4 more fashion journalists.
Aaron Royce
Aaron Royce turns runway moments and celebrity event dressing into clear, wearable stories that show readers how trends move from the red carpet to real life. He is a fashion news writer at The Zoe Report, where he covers fashion, trends, celebrity style, and related news across the site. He also works in a fashion news editing role at The Daily Front Row, extending his reporting into the industry’s front row and party circuit. As a contributing and freelance journalist, he writes for fashion and lifestyle magazines including People, InStyle, Marie Claire, and other outlets, with a focus on shopping, beauty, and culture. His reporting centers on fashion’s visual language, celebrity influence, and shoppable outcomes across fashion, beauty, fragrance, jewelry, skincare, menswear, wellness, accessories, shoes, pop culture, and celebrity news.
Abigail Connolly
Abigail Connolly stands out for covering celebrity culture and fashion as a visual story about outfits, images, and online reaction. She writes for Yahoo and SheFinds, where she covers celebrity news, fashion, and related lifestyle topics. Her beat focuses on stars, royals, and political figures, with stories on red carpet looks, runway trends, state-visit wardrobes, and social media posts that shape public image. She has written about Oprah Winfrey’s all-white Cannes look, Paris Fashion Week fur, Anya Taylor-Joy’s Dior dress, Melania Trump’s style, and royal figures such as Queen Camilla and Prince William. Her reporting is short, tightly focused, and descriptive, using fan comments, captions, and sourced claims to show how a single look or post drives conversation online.
Aemilia Madden
Aemilia Madden writes about how people actually live in their clothes, blending disciplined wardrobe editing with specific shopping recommendations and a clear point of view on taste and restraint. A fashion and lifestyle journalist, former senior fashion writer at Vogue, and now a freelance writer, editor, and consultant, she focuses on service-driven fashion and lifestyle stories grounded in personal testing, long-term wear, and real scenarios. Her work connects shopping lists, trend coverage, and essays into a focus on more intentional choices about what to buy and how to wear it. She reports through first-person experiments, practical shopping guides, sale roundups, and trend explainers, and her portfolio spans Vogue, Harper’s Bazaar, Elle, T Magazine, The Cut, The Wall Street Journal, and her newsletter Taeste Bud, where she extends her interest in archival references, obsessions, and inside-the-closet cleanses.
Air Mail
Batsheva Hay writes fashion and culture pieces for Air Mail with the sensibility of a working designer rather than a conventional style reporter.

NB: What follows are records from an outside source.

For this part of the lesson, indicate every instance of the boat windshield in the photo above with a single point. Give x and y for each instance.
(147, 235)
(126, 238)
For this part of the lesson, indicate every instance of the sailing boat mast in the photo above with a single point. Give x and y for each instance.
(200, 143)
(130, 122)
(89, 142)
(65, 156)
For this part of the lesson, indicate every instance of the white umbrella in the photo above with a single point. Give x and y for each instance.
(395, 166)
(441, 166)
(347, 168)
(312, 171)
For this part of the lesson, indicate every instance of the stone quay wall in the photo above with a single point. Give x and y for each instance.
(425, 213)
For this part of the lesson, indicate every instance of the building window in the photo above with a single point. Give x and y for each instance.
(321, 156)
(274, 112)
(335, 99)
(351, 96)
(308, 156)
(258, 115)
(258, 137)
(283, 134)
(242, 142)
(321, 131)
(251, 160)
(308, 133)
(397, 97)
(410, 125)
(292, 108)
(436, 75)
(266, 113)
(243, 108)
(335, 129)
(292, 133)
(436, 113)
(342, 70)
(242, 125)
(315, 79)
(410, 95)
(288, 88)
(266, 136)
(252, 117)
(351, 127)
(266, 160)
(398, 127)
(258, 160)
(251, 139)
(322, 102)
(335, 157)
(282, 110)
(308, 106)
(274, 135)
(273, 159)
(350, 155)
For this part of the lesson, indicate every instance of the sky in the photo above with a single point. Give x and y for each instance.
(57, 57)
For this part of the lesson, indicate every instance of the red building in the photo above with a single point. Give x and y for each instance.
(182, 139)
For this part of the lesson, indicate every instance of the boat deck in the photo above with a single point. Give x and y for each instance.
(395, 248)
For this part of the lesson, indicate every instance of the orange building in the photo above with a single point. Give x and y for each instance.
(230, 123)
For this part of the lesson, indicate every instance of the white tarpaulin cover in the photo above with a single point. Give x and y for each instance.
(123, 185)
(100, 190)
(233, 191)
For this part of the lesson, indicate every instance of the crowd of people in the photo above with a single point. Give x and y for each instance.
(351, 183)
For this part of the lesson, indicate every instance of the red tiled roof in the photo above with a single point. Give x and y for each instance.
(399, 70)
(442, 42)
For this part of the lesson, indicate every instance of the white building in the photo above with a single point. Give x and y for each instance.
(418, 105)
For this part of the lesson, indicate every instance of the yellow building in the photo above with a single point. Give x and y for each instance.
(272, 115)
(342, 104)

She is the founder of the cult label Batsheva, known for prairie dresses and vintage-inflected, modest silhouettes that rethink traditions of feminine dress. At Air Mail she sits inside style and lifestyle coverage, writing about fashion and shopping from the point of view of someone who designs the kinds of clothes she describes. Her background as a former lawyer shapes a structured, argumentative way of taking apart dress codes and conventions. She focuses on vintage clothing, modesty, subversion, and how old styles gain new meaning. In guides such as her Upper West Side piece, she treats locations as mood boards and supporting characters, using sensory detail and lived-in references to map the cultural influences behind her clothes and the world her label inhabits.